Er will Macht für die Gelehrten

Muktada al-Sadrs Ideologie speist sich aus irakischem Nationalismus und schiitischem Radikalismus. Seine Miliz bekämpft die US-amerikanischen Besatzer mit Gewalt

Was er eigentlich genau will, weiß keiner. Der schiitische Prediger Muktada al-Sadr gibt sich mal kompromisslos, mal deutet er Verhandlungsbereitschaft an. Seine Ideologie speist sich aus irakischem Nationalismus und schiitischem Radikalismus. Al-Sadr, dessen Alter auf etwa dreißig Jahre geschätzt wird, zitiert gerne den iranischen Ajatollah Kasim al-Haeri, der für sein striktes Eintreten für die Velayat-e Faqih, die Herrschaft der religiösen Rechtsgelehrten, bekannt ist.

Da er nicht den Status eines Gelehrten hat, ist es ihm nicht erlaubt, den Koran und andere religiöse Quellen zu interpretieren. Er gehört auch nicht zu den Führern der Hausa, die als höchste Autorität über die irakischen Schiiten – etwa 60 Prozent der Bevölkerung – wacht.

Al-Sadr stammt aus einer bekannten Familie von Geistlichen. Sein Vater und dessen Onkel waren beide Großajatollahs und wurden vermutlich von Saddam Husseins Schergen umgebracht. Nach ihnen wurde das schiitische Armenviertel in Bagdad benannt, dass seit dem Sturz des Diktators Sadr-City heißt. Mit der Übernahme von Moscheen, Krankenhäusern und anderen sozialen Einrichtungen baute er seine Machtbasis systematisch aus. Hier hat er eine seiner Hochburgen.

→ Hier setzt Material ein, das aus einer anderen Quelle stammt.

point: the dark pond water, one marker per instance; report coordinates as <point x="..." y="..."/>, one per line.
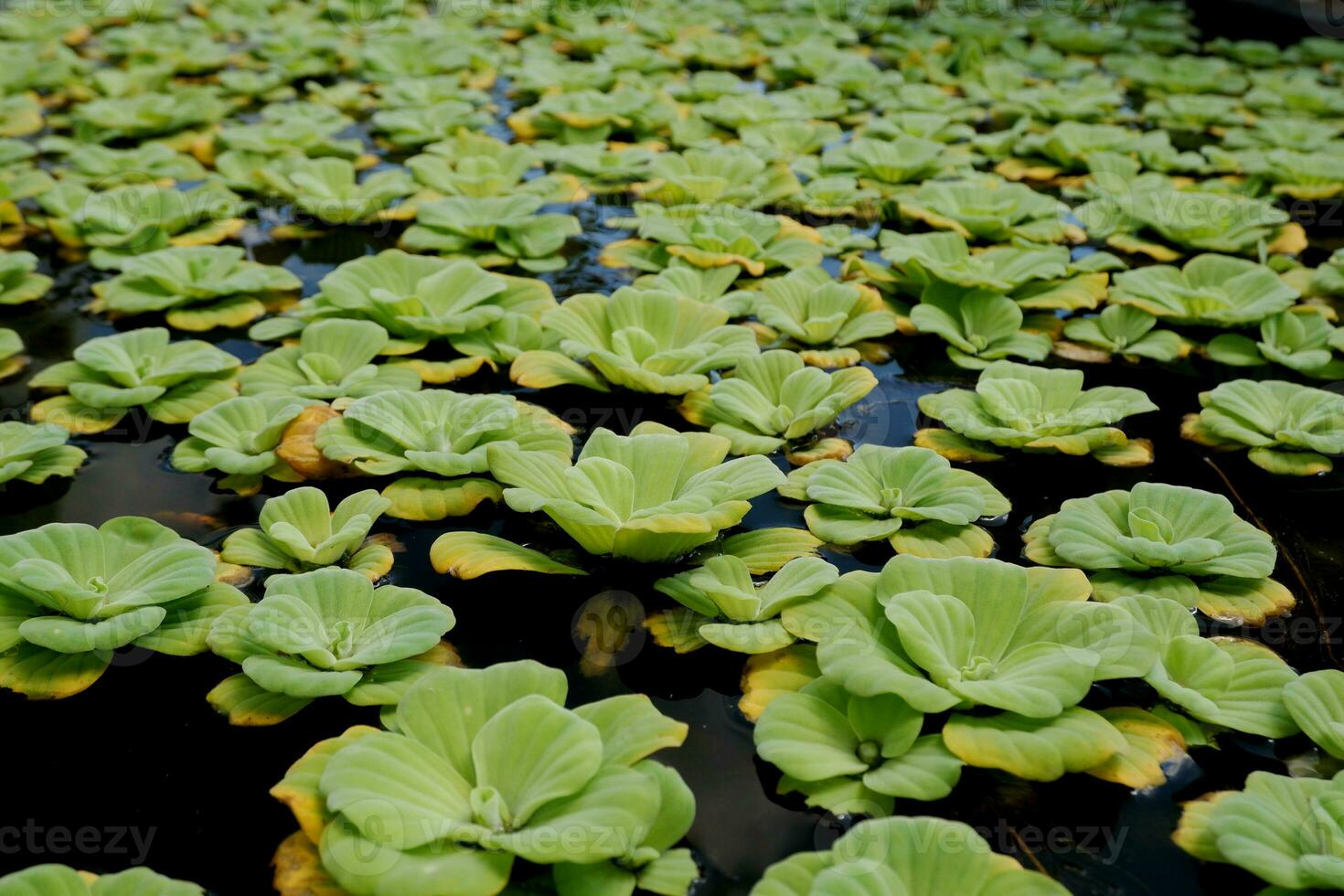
<point x="144" y="763"/>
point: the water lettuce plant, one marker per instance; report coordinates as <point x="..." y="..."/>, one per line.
<point x="420" y="298"/>
<point x="1301" y="340"/>
<point x="68" y="881"/>
<point x="441" y="434"/>
<point x="646" y="340"/>
<point x="1035" y="409"/>
<point x="299" y="532"/>
<point x="113" y="375"/>
<point x="1207" y="291"/>
<point x="19" y="278"/>
<point x="329" y="191"/>
<point x="73" y="594"/>
<point x="989" y="209"/>
<point x="37" y="452"/>
<point x="1287" y="427"/>
<point x="332" y="363"/>
<point x="326" y="633"/>
<point x="978" y="325"/>
<point x="578" y="793"/>
<point x="725" y="606"/>
<point x="1281" y="829"/>
<point x="1126" y="331"/>
<point x="197" y="288"/>
<point x="852" y="753"/>
<point x="895" y="855"/>
<point x="910" y="496"/>
<point x="651" y="496"/>
<point x="492" y="229"/>
<point x="1167" y="540"/>
<point x="714" y="237"/>
<point x="820" y="316"/>
<point x="773" y="400"/>
<point x="240" y="438"/>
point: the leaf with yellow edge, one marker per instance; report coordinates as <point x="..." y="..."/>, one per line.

Im Juni vergangenen Jahres gründete er seine Miliz, die Mahdi-Armee, die sich seit Tagen in Nadschaf mit den Amerikanern Gefechte liefert. Wie viele Mitglieder diese Miliz hat, ist nicht bekannt. Schätzungen gehen von einigen tausend Mann aus. Al-Sadr setzt seine Schlägertrupps auch gegen Alkoholgeschäfte und gelegentlich gegen schiitische Widersacher ein.

Al-Sadr gilt als dickköpfig und nervös; seine Reden zeichnen sich eher durch einfache Parolen aus als durch eine feine Ausdrucksweise aus. Wegen seines Alters, seiner mangelnden theologischen Qualifikation und seiner US-feindlichen, religiös verbrämten Parolen sehen manche Beobachter in ihm eher einen politischen als einen religiösen Führer. Zu den Kriegszielen der USA sagte er einmal: „Die USA sind nicht nur gekommen, um Saddam zu stürzen oder unser Öl zu nehmen. Sie kamen mit der Absicht, die ganze kulturelle, moralische und humanitäre Struktur der irakischen Zivilisation zu zerstören und sie durch eine Struktur zu ersetzen, die Dornen, Moos und eine besiegte Nation hervorbringt.“ In seinen Predigten müssen die Anwesenden ihm dreimal „Nein, nein zu Israel, nein, nein zu Amerika, nein, nein zu Terrorismus“ nachsprechen. B.S.